Arkasında bekleyenlerin uyarısıyla kendisine geldi. Durağa yeni bir otobüs daha yaklaşmaktaydı. Bu da tıklım tıklım doluydu ama yine de, itiş kakış kendisini içeriye atabildi. Biletçi durmadan ilerleyin diye ihtar ediyordu. Oysa, ilerlemek ne kelime, soluk almak bile güçtü bu kalabalıkta.

(…)

Yine Belgin Doruk’la çevirdikleri başka bir film geldi gözlerinin önüne. Senaryo, Roma Tatili filminin Türkçe versiyonuydu.

(…)

İçini çekti. Zaman ne kadar çabuk geçiyordu. Neredeydi o, filmlerinde oynaması için, senaryoyu istediği gibi değiştirmesini öneren prodüktörler, partnerini seçmeyi kendisine bırakan yönetmenler, bir zamanlar, kendilerine bir küçük rol ayarlaması için yalvarıp yakaran, bunun için de koynuna girmek dahil, ne isterse yapmayı kabullenen küçük artistçikler? Ama düşünüyordu da, galiba kendisinde de vardı biraz kabahat. Alınganlık yapmış, kırılganlık göstermiş, herkese gücenmiş, o da onları aramaz sormaz olmuştu. Onu o kadar seven, film setlerinde olsun, dışarıda olsun, neredeyse duygusal denebilecek kadar yakınlık göstermiş olan Belgin’i bile silip atmıştı defterinden.

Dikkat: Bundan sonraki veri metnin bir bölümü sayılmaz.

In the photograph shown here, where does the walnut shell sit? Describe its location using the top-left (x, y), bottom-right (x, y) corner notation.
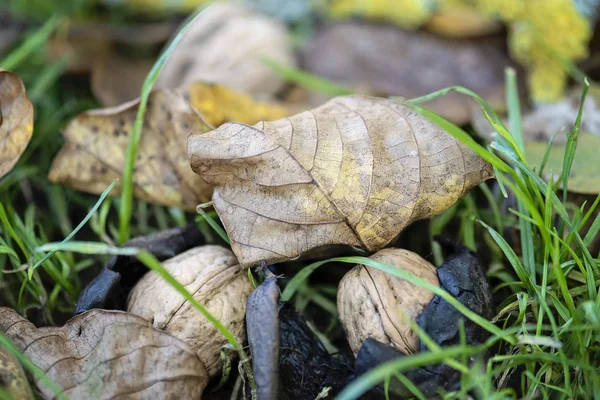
top-left (337, 249), bottom-right (439, 356)
top-left (156, 1), bottom-right (296, 95)
top-left (127, 246), bottom-right (253, 377)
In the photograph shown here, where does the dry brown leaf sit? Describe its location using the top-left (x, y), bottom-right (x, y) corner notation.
top-left (91, 50), bottom-right (154, 107)
top-left (0, 347), bottom-right (34, 400)
top-left (337, 249), bottom-right (440, 356)
top-left (156, 2), bottom-right (295, 94)
top-left (49, 83), bottom-right (286, 211)
top-left (0, 307), bottom-right (208, 399)
top-left (127, 246), bottom-right (253, 377)
top-left (49, 90), bottom-right (211, 210)
top-left (302, 22), bottom-right (512, 124)
top-left (0, 68), bottom-right (33, 177)
top-left (188, 96), bottom-right (492, 267)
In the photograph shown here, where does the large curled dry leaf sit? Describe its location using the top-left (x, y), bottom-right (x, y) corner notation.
top-left (0, 68), bottom-right (33, 177)
top-left (127, 246), bottom-right (252, 377)
top-left (0, 307), bottom-right (208, 399)
top-left (156, 1), bottom-right (296, 94)
top-left (188, 96), bottom-right (492, 267)
top-left (302, 22), bottom-right (512, 124)
top-left (49, 83), bottom-right (285, 210)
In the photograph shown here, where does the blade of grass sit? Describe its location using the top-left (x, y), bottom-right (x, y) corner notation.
top-left (261, 57), bottom-right (355, 96)
top-left (119, 7), bottom-right (206, 244)
top-left (0, 15), bottom-right (60, 70)
top-left (29, 179), bottom-right (119, 279)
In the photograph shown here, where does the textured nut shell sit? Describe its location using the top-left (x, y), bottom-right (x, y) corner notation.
top-left (0, 307), bottom-right (208, 400)
top-left (337, 249), bottom-right (439, 355)
top-left (127, 246), bottom-right (252, 377)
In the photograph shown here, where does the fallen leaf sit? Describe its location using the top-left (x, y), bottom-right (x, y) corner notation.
top-left (186, 83), bottom-right (289, 126)
top-left (0, 307), bottom-right (208, 399)
top-left (127, 246), bottom-right (252, 377)
top-left (0, 347), bottom-right (34, 400)
top-left (91, 51), bottom-right (154, 107)
top-left (0, 68), bottom-right (33, 177)
top-left (302, 22), bottom-right (512, 124)
top-left (49, 83), bottom-right (287, 211)
top-left (49, 90), bottom-right (211, 210)
top-left (156, 2), bottom-right (296, 94)
top-left (525, 132), bottom-right (600, 195)
top-left (187, 96), bottom-right (492, 267)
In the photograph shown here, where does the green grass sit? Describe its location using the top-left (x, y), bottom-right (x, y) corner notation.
top-left (0, 3), bottom-right (600, 399)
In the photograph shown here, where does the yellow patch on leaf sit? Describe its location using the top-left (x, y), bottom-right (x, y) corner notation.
top-left (188, 96), bottom-right (492, 267)
top-left (49, 83), bottom-right (285, 211)
top-left (0, 69), bottom-right (33, 177)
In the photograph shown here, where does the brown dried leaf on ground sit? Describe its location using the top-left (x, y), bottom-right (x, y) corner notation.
top-left (0, 307), bottom-right (208, 399)
top-left (156, 2), bottom-right (296, 94)
top-left (337, 249), bottom-right (439, 356)
top-left (127, 246), bottom-right (253, 377)
top-left (0, 68), bottom-right (33, 177)
top-left (0, 347), bottom-right (34, 400)
top-left (49, 91), bottom-right (211, 210)
top-left (302, 22), bottom-right (512, 124)
top-left (91, 51), bottom-right (154, 107)
top-left (188, 96), bottom-right (492, 267)
top-left (49, 83), bottom-right (286, 211)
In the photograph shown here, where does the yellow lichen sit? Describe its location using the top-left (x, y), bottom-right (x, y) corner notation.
top-left (328, 0), bottom-right (592, 102)
top-left (325, 0), bottom-right (432, 29)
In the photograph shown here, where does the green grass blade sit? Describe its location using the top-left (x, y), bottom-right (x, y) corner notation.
top-left (0, 15), bottom-right (60, 70)
top-left (262, 57), bottom-right (355, 96)
top-left (119, 7), bottom-right (210, 244)
top-left (29, 179), bottom-right (119, 279)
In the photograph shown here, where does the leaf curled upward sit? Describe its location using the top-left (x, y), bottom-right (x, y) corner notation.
top-left (49, 82), bottom-right (287, 211)
top-left (0, 68), bottom-right (33, 177)
top-left (188, 95), bottom-right (492, 267)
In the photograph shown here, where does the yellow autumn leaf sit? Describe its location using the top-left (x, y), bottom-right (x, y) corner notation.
top-left (187, 96), bottom-right (492, 267)
top-left (49, 83), bottom-right (285, 211)
top-left (0, 68), bottom-right (33, 177)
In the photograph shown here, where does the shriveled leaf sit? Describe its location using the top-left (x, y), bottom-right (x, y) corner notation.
top-left (0, 347), bottom-right (34, 400)
top-left (525, 133), bottom-right (600, 195)
top-left (188, 96), bottom-right (492, 267)
top-left (49, 91), bottom-right (211, 210)
top-left (0, 307), bottom-right (208, 399)
top-left (186, 83), bottom-right (290, 126)
top-left (156, 2), bottom-right (296, 94)
top-left (92, 51), bottom-right (154, 107)
top-left (302, 22), bottom-right (512, 124)
top-left (0, 68), bottom-right (33, 177)
top-left (49, 83), bottom-right (286, 210)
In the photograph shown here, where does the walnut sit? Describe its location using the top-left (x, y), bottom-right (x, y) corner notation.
top-left (337, 249), bottom-right (439, 356)
top-left (127, 246), bottom-right (253, 377)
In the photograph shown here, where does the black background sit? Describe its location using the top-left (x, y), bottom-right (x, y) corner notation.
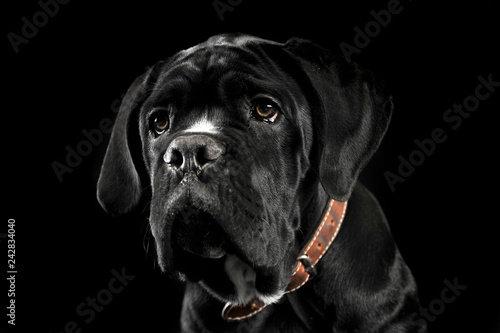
top-left (0, 0), bottom-right (500, 333)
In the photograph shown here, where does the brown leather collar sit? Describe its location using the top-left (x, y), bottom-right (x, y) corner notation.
top-left (222, 199), bottom-right (347, 321)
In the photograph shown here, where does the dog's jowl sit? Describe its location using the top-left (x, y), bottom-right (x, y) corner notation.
top-left (98, 34), bottom-right (425, 333)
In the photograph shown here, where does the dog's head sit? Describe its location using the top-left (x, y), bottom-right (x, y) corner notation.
top-left (98, 35), bottom-right (392, 303)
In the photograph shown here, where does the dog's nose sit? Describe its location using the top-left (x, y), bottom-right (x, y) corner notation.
top-left (163, 134), bottom-right (225, 173)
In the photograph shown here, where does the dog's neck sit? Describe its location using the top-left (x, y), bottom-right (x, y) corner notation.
top-left (296, 183), bottom-right (330, 244)
top-left (182, 184), bottom-right (342, 332)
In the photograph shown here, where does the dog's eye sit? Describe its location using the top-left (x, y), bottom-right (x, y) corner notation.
top-left (251, 99), bottom-right (279, 123)
top-left (150, 110), bottom-right (169, 135)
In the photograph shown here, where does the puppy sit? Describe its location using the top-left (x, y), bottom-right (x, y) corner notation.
top-left (98, 34), bottom-right (425, 333)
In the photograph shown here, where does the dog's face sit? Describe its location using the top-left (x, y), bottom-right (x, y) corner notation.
top-left (98, 35), bottom-right (392, 304)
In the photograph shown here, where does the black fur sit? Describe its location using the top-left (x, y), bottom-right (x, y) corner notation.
top-left (98, 34), bottom-right (425, 332)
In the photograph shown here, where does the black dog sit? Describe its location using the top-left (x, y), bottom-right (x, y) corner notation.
top-left (98, 35), bottom-right (425, 332)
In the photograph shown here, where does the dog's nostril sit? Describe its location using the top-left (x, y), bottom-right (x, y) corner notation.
top-left (195, 146), bottom-right (221, 168)
top-left (163, 148), bottom-right (184, 168)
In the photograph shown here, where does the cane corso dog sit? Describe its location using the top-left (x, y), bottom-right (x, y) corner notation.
top-left (98, 34), bottom-right (425, 333)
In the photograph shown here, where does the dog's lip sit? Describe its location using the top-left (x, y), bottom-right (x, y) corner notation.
top-left (173, 209), bottom-right (227, 259)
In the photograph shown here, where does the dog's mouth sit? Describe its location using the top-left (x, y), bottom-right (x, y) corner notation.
top-left (166, 207), bottom-right (280, 304)
top-left (172, 206), bottom-right (227, 282)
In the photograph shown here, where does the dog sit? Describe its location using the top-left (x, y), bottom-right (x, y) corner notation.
top-left (97, 34), bottom-right (426, 333)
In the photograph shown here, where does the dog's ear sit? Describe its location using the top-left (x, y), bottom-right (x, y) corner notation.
top-left (97, 63), bottom-right (161, 215)
top-left (285, 39), bottom-right (393, 201)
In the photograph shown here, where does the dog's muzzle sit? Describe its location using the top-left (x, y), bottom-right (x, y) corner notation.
top-left (163, 134), bottom-right (225, 177)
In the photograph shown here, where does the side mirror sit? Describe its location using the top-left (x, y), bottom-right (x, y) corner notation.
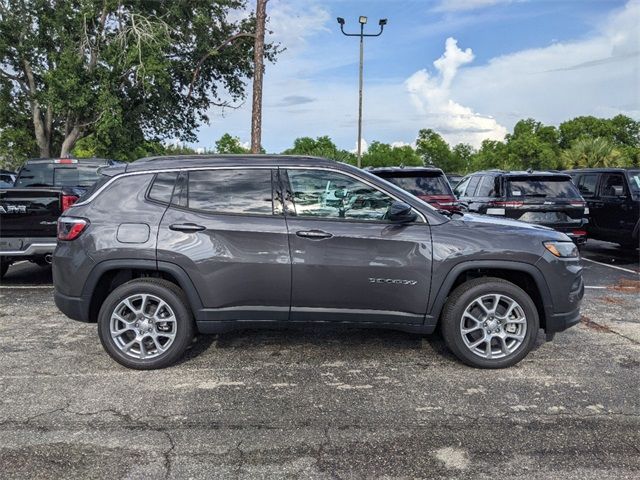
top-left (385, 202), bottom-right (418, 223)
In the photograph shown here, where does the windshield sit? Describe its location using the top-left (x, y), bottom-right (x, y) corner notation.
top-left (16, 163), bottom-right (104, 187)
top-left (627, 170), bottom-right (640, 195)
top-left (507, 176), bottom-right (580, 198)
top-left (381, 173), bottom-right (453, 197)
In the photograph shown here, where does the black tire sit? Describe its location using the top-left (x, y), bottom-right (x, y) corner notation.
top-left (0, 260), bottom-right (9, 278)
top-left (98, 278), bottom-right (195, 370)
top-left (441, 277), bottom-right (540, 368)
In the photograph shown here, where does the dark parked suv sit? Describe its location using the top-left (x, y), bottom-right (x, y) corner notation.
top-left (369, 167), bottom-right (458, 211)
top-left (53, 155), bottom-right (584, 369)
top-left (566, 168), bottom-right (640, 248)
top-left (454, 170), bottom-right (589, 245)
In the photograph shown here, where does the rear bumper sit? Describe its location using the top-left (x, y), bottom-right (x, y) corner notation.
top-left (545, 308), bottom-right (581, 334)
top-left (0, 237), bottom-right (57, 257)
top-left (53, 290), bottom-right (89, 322)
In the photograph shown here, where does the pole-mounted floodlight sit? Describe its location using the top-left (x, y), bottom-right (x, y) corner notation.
top-left (337, 16), bottom-right (387, 168)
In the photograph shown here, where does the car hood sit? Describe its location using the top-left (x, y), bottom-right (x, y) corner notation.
top-left (452, 213), bottom-right (570, 241)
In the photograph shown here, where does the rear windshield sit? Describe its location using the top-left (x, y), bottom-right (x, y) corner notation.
top-left (380, 173), bottom-right (453, 196)
top-left (627, 170), bottom-right (640, 193)
top-left (16, 163), bottom-right (103, 187)
top-left (507, 176), bottom-right (580, 198)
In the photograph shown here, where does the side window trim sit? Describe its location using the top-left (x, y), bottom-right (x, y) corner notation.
top-left (280, 166), bottom-right (429, 225)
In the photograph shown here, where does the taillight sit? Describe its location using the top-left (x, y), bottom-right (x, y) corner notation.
top-left (58, 217), bottom-right (89, 241)
top-left (62, 195), bottom-right (78, 212)
top-left (489, 201), bottom-right (524, 208)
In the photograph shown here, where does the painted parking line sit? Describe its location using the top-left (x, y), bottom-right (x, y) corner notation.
top-left (582, 257), bottom-right (640, 275)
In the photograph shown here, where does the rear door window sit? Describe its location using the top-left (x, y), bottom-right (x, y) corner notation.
top-left (16, 163), bottom-right (102, 187)
top-left (186, 168), bottom-right (273, 215)
top-left (381, 172), bottom-right (451, 197)
top-left (576, 174), bottom-right (598, 197)
top-left (464, 175), bottom-right (482, 197)
top-left (600, 173), bottom-right (626, 197)
top-left (476, 175), bottom-right (496, 197)
top-left (507, 176), bottom-right (580, 198)
top-left (453, 177), bottom-right (471, 198)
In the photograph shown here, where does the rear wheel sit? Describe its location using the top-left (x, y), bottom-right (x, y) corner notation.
top-left (442, 277), bottom-right (539, 368)
top-left (98, 279), bottom-right (194, 370)
top-left (0, 259), bottom-right (9, 278)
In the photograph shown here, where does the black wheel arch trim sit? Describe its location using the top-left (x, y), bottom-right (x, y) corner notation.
top-left (82, 259), bottom-right (203, 318)
top-left (426, 260), bottom-right (553, 326)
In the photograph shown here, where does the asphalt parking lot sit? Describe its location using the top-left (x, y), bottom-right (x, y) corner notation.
top-left (0, 241), bottom-right (640, 479)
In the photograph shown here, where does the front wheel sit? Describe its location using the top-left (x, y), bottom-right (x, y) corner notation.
top-left (442, 277), bottom-right (540, 368)
top-left (98, 278), bottom-right (194, 370)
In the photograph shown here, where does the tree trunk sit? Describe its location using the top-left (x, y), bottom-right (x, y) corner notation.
top-left (60, 125), bottom-right (82, 158)
top-left (251, 0), bottom-right (268, 153)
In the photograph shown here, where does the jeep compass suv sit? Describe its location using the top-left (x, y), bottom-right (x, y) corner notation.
top-left (53, 155), bottom-right (584, 369)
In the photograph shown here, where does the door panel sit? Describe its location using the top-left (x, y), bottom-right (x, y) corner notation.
top-left (157, 169), bottom-right (291, 320)
top-left (287, 217), bottom-right (431, 323)
top-left (283, 169), bottom-right (431, 324)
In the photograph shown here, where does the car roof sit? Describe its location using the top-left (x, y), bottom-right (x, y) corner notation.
top-left (120, 154), bottom-right (343, 173)
top-left (366, 166), bottom-right (444, 174)
top-left (25, 157), bottom-right (120, 165)
top-left (470, 170), bottom-right (568, 177)
top-left (563, 167), bottom-right (637, 175)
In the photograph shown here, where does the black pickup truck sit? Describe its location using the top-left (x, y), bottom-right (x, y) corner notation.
top-left (0, 158), bottom-right (118, 278)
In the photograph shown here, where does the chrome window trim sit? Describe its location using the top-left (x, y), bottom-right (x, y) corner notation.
top-left (74, 165), bottom-right (429, 225)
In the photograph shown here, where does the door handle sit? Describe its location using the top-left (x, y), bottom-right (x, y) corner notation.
top-left (296, 230), bottom-right (333, 240)
top-left (169, 223), bottom-right (207, 233)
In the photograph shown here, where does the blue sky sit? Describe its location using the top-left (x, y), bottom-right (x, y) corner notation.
top-left (190, 0), bottom-right (640, 152)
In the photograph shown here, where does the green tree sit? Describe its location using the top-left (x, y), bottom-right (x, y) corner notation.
top-left (0, 0), bottom-right (277, 158)
top-left (216, 133), bottom-right (251, 154)
top-left (449, 143), bottom-right (475, 173)
top-left (503, 118), bottom-right (562, 170)
top-left (562, 137), bottom-right (621, 168)
top-left (362, 141), bottom-right (423, 167)
top-left (559, 115), bottom-right (640, 149)
top-left (416, 128), bottom-right (452, 172)
top-left (468, 140), bottom-right (509, 172)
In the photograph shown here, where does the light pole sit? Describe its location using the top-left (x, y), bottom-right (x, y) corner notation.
top-left (337, 16), bottom-right (387, 168)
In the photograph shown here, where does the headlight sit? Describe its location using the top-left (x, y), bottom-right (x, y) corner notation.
top-left (544, 242), bottom-right (579, 258)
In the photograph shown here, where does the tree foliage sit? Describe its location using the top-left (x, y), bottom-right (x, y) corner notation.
top-left (0, 0), bottom-right (277, 158)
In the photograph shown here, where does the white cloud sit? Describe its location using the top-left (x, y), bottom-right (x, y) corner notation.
top-left (405, 38), bottom-right (507, 147)
top-left (434, 0), bottom-right (512, 12)
top-left (451, 0), bottom-right (640, 126)
top-left (350, 138), bottom-right (369, 154)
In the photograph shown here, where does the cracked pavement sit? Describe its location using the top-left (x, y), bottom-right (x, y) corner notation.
top-left (0, 242), bottom-right (640, 479)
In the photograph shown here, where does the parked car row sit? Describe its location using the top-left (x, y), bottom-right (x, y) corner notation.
top-left (0, 158), bottom-right (117, 278)
top-left (369, 167), bottom-right (640, 249)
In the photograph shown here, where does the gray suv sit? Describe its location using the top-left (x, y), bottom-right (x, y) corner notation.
top-left (53, 155), bottom-right (584, 369)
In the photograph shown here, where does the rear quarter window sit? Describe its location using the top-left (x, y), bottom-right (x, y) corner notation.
top-left (507, 176), bottom-right (580, 198)
top-left (148, 172), bottom-right (178, 204)
top-left (382, 173), bottom-right (452, 197)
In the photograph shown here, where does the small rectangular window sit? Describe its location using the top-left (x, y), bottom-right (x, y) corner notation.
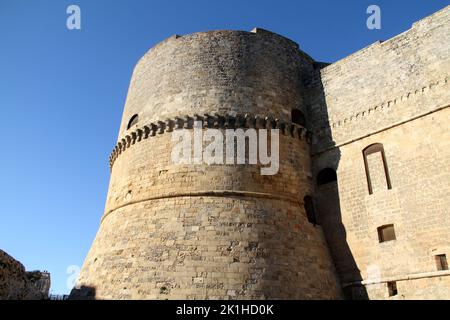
top-left (378, 224), bottom-right (396, 243)
top-left (436, 254), bottom-right (448, 270)
top-left (388, 281), bottom-right (397, 297)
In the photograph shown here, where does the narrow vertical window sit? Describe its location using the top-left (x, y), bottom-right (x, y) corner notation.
top-left (363, 143), bottom-right (392, 194)
top-left (436, 254), bottom-right (448, 270)
top-left (317, 168), bottom-right (337, 186)
top-left (291, 109), bottom-right (306, 127)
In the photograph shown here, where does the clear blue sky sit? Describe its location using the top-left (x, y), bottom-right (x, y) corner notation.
top-left (0, 0), bottom-right (450, 293)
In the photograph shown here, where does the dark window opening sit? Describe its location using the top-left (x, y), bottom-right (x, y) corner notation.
top-left (363, 143), bottom-right (392, 194)
top-left (317, 168), bottom-right (337, 186)
top-left (291, 109), bottom-right (306, 127)
top-left (127, 114), bottom-right (138, 130)
top-left (388, 281), bottom-right (398, 297)
top-left (377, 224), bottom-right (396, 243)
top-left (436, 254), bottom-right (448, 270)
top-left (303, 196), bottom-right (317, 225)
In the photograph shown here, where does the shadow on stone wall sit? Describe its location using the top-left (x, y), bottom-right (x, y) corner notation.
top-left (68, 286), bottom-right (96, 300)
top-left (305, 63), bottom-right (368, 300)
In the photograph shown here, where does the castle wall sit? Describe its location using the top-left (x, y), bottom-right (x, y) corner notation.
top-left (309, 7), bottom-right (450, 299)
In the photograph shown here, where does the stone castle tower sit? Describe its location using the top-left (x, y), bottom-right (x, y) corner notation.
top-left (72, 7), bottom-right (450, 299)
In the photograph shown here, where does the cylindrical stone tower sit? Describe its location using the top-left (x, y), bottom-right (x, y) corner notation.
top-left (72, 29), bottom-right (340, 299)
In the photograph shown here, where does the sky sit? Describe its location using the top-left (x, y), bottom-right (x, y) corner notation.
top-left (0, 0), bottom-right (450, 294)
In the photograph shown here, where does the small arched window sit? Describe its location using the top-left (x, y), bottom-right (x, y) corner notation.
top-left (363, 143), bottom-right (392, 194)
top-left (291, 109), bottom-right (306, 127)
top-left (317, 168), bottom-right (337, 186)
top-left (303, 196), bottom-right (317, 225)
top-left (127, 114), bottom-right (139, 130)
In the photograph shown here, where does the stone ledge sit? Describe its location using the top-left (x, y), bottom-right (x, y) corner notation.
top-left (109, 113), bottom-right (311, 170)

Neredeydi, ne yapıyordu, sağlığı nasıldı, bilmiyordu.

Şu televizyon işini çözümler çözümlemez onu aramaya karar verdi.

Otobüs, Yıldız Yokuşu’ndan aşağı zıngırdaya zıngırdaya ilerliyor, her durakta itiş kakış inenlerle binenlerin yarattığı dalgalanmalar nedeniyle içerideki kalabalığın basıncı daha da dayanılmaz bir hal alıyordu. Askılığı tutan eli uyuşmuştu. Beline korkutucu bir ağrı saplanmıştı. Kenarlardaki koltuklarda oturan gencecik insanlar, yaşlıları, çocuklu kadınları görmezden geliyor, herhangi bir sitemli bakışla karşılaşmamak için başlarını önlerine eğmeyi yeğliyorlardı.

(…)

Kalabalık arasında birden gözüne, çaprazlama olarak tam karşısındaki koltukta oturan bir genç kız ilişti. Çok şaşırdı. Olacak şey değildi. Belgin Doruk’tu bu. Sanki aradan yıllar geçmemişti. Hatta, onunla tanıştıkları zaman olduğundan daha bile gençti. Düş mü görüyordu acaba? Beyni uyuştu. Kız da şimdi ona bakıyordu. O da şaşırmış gibiydi. Sanki o da tanımıştı kendisini. Otobüsün sarsıntısıyla bakışları bir buluşup bir uzaklaşıyordu. Sonra kendine geldi. Elbette olmazdı böyle bir şey. Acaba, bu yaşlarda bir kızı olabilir miydi Belgin’in? Hiç duymamıştı. Kız çok gençti. Ama bu kadar benzerlik nasıl olabilirdi? Salt bir rastlantıydı muhakkak. Ama, tanışıyorlarmış gibi öylesine ısrarla bakıyordu ki kız yüzüne…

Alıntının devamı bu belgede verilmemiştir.